Oct. 24, 2017


Yellow River Decade (16) In Search of Xingxiu Sea

Considering the road conditions we saw yesterday, we decided to park An Kai’s bus in Mado County on the morning of August 27. Those who could not proceed because of severe altitude sickness stayed in Maduo County as well, while some others with slight indisposition decided to go only as far as Niutou Stele before turning back. Four vehicles (three ATVs rented from local Buddhists and one brought from the plain) carried the remaining 17 of towards Niutou Stele-our destination was the headwaters of the Yellow River: Yueguzonglie.


On the way to Niutou Stele in the morning


The plateau in the morning

On the way to Niutou Stele, You Lianyuan told us some background information about our destination. According to him, Niutou Stele on the Niutou Mountain was named the source of the Yellow River in the interest of tourism. The Maduo County government set the stele here in 1988 to promote tourism. The words, “The Yellow River Headwater” are carved onto the stele in both Tibetan and Chinese.

In the seventh century AD, the marriage processional of Tibet’s King Songzain Gambo and Tang Dynasty Princess Wencheng stopped at Niutou Stele, establishing this place as a symbol of integration between Han and Tibetan cultures.

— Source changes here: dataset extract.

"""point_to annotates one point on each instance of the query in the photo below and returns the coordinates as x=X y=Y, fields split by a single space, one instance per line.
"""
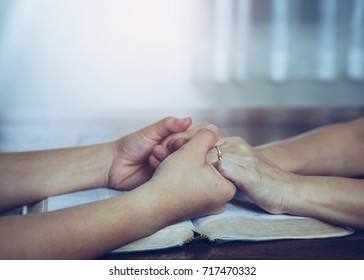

The Yellow River has three main tributaries in its upper reaches, namely the Zhaqu, Yueguliezong and Kariqu from north to south, respectively. Although National Geographic has named Yueguzonglie the main source of the Yellow River, the issue of which tributary is the true source is still a source of controversy among academics. Numerous other rivers and streams join the three main tributaries on the way towards Bayanhe Mountain. At the mountain, all three tributaries converge and form the first stretch of the Yellow River: Maqu. After 16 kilometers of river valley, the Maqu section of the Yellow river enters Xingxiuhai, a plateau in Qinhai where the many small, seasonal lakes look like constellations in the night sky. After its stunning passage across Xingxiuhai, the river continues its way east for another 20 kilometers before entering a large stretch of plains. Here, it has given birth to two large lakes, Zhaling Lake and E’ling Lake.  


The edge of E’ling Lake


Tibetan gazelles (dzeren) by the lake

These two freshwater lakes are the highest in China. They provide the Qinghai-Tibet Plateau with precious fresh water, and they are called “Sister Lakes in the Yellow River Headwaters.” Crustal subsidence, or a downward shift in the Earth’s surface, played a key role in their formation. Although the Qinghai-Tibet Plateau was formed by orogenic uplift – that is, the plateau is the product of upward displacement of rock on one side of a fault, - the degree of displacement is not equal everywhere. Lakes formed naturally in relatively low areas that had experienced more subsidence. According to You from the bus, the sands at the base of the mountain are traces of an ancient lake, whose waves carried the sand to its current location We can now estimate that the lake covered a much larger area millions of years ago.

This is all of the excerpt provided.